The entire quantity of energy in the outflow, according to the statistics, was comparable to the energy emitted by the Sun during 30 million years. While it may sound amazing, the strong neutrino discovered on Oct. 1, 2019, would need a 1,000-fold greater energy source.
“Instead of seeing the brilliant jet of material required for this,” Alexander stated, “we detect a fainter radio outflow of material.” “Instead of a strong firehose, we have a gentle breeze.”
“If this neutrino came from AT2019dsg in any way, it begs the question: Why haven’t we seen neutrinos linked with supernovae at this distance or closer?” Cendes remarked. They’re a lot more prevalent, and their energy velocities are the same.”

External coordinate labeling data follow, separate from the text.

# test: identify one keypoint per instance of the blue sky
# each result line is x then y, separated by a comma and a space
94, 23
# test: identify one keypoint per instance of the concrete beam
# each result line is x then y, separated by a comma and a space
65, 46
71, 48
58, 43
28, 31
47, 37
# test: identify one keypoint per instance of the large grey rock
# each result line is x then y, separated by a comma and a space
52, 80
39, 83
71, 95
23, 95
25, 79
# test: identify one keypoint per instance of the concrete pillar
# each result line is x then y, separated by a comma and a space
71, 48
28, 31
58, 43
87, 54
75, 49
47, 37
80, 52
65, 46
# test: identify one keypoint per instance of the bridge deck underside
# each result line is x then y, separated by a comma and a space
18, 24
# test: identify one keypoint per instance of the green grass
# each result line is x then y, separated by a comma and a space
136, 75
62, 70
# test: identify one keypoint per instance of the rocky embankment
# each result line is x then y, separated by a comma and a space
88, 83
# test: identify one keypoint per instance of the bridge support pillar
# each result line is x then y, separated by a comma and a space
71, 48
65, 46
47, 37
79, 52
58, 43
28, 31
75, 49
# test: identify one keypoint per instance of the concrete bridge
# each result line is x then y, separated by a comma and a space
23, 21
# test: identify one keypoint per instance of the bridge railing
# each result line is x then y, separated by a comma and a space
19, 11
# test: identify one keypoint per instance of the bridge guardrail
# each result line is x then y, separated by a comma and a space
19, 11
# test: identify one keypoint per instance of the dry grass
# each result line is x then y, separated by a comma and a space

The team comes to the conclusion that the neutrino did not originate from this particular TDE. Even if it did, astronomers are still learning about TDEs and how they launch neutrinos.
“We’ll probably check in on this one again,” Cendes said, adding that there’s still a lot to learn. “This specific black hole continues to eat.”
TDE AT2019dsg was found by the Zwicky Transient Facility in Southern California on April 9, 2019. The IceCube Neutrino Observatory at the South Pole identified the neutrino, known as IceCube-191001A, six months later.
The National Science Foundation and NASA funded the study, “Radio observations of an ordinary outflow from the tidal disruption event AT2019dsg” (award numbers HST-HF2-51403.001-A and NAS5-26555). Tarraneh Eftekhari, a postdoctoral fellow at CIERA, is one of the Northwestern co-authors.